In Kenya, the eagerly anticipated Open Access (wheeling) regulations have also recently been gazetted. The regulator fast-tracked Open Access to the grid, enabling IPPs to supply electricity directly to large customers through the national network, under regulation guidelines from the Energy and Petroleum Regulatory Authority (EPRA). Further impetus will also derive from the recent announcement that the Eastern Africa Power Pool (EAPP) ( is targeting to go live with a competitive power trading market by the end of December 2024 – taking the region from bilateral trade to trading amongst all countries. This will allow the EAPP’s 13 member countries to sell excess electricity in cross-border transmission projects. Considering that countries in the EAPP are already trading over 3 400 GWh annually, this move is set to transform the region’s interconnectivity even more. Kenya has already reaped the rewards of bilateral trading, including an energy exchange engagement with Uganda and the importation of 200 MW of renewable energy from Ethiopia.

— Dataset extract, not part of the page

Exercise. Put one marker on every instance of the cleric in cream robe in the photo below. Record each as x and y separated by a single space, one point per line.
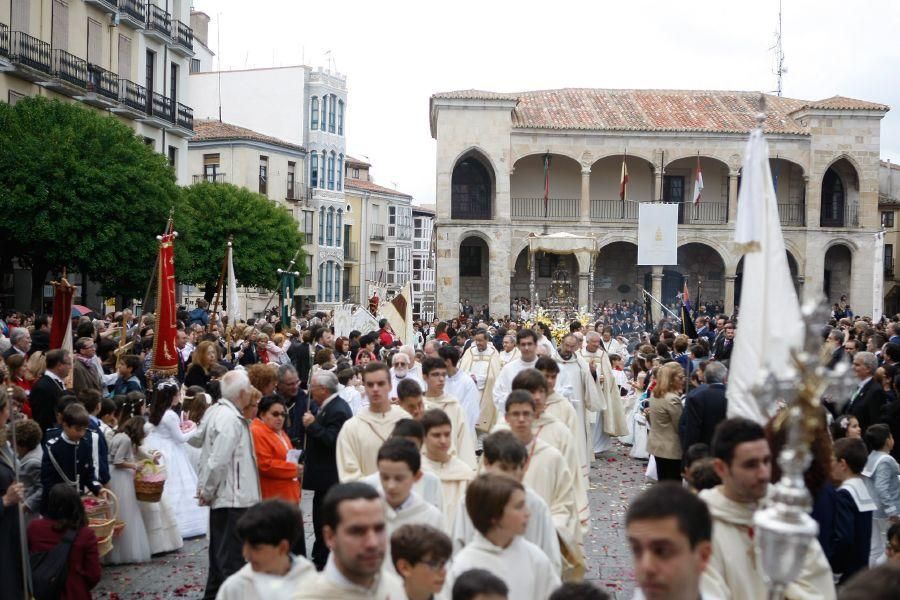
482 362
363 434
526 341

Meanwhile, in South Africa, deregulation has seen the introduction of innovations such as self-generation, electricity wheeling (, and energy trading from IPPs. The rising popularity of utility-scale solar farms is a direct result of deregulation, which in turn has been accelerated by local funders deploying funds to grow IPPs. The funders invest in the construction of solar farms, allowing them to meet their mandate to fund the low-carbon transition. At the same time, the IPPs can leverage this financial backing to bring Direct Foreign Investment (DFI) on board to support the project until completion. These initiatives demonstrate the power of collaboration between the private and public sectors.

The positive impact of deregulation on South Africa’s power infrastructure runs even deeper than boosting generation capacity. In some cases, IPPs also provide a main transmission substation (MTS) to the national utility provider, Eskom, as part of their project to bolster connectivity to the transmission network. In other instances, IPPs are installing utility-scale battery storage alongside their farms to store the solar energy that is produced.

These installations help the IPPs mitigate their risk to ensure their projects aren’t hampered by the complexities associated with the local grid. Such widespread deregulation is not necessarily to be expected across the continent, but learnings can be taken from South Africa to apply on a country-by-country basis.

Our South African operation, trading as SolarAfrica (, is working closely with Eskom to bring projects like these to life in the country, while Starsight Energy ( and Starsight Premier Energy Group ( are working with regulators, stakeholders and various industry players in Nigeria and Kenya to see how we can shape each region’s changing energy landscape.

The impact of deregulation has been – and will continue to be – transformative. We look forward to working with the industry and regulators to accelerate the process in our key markets as we ultimately believe a well-considered deregulated market will be to the benefit of the end consumer and allow economies to grow and thrive with the private and public sectors working hand in hand.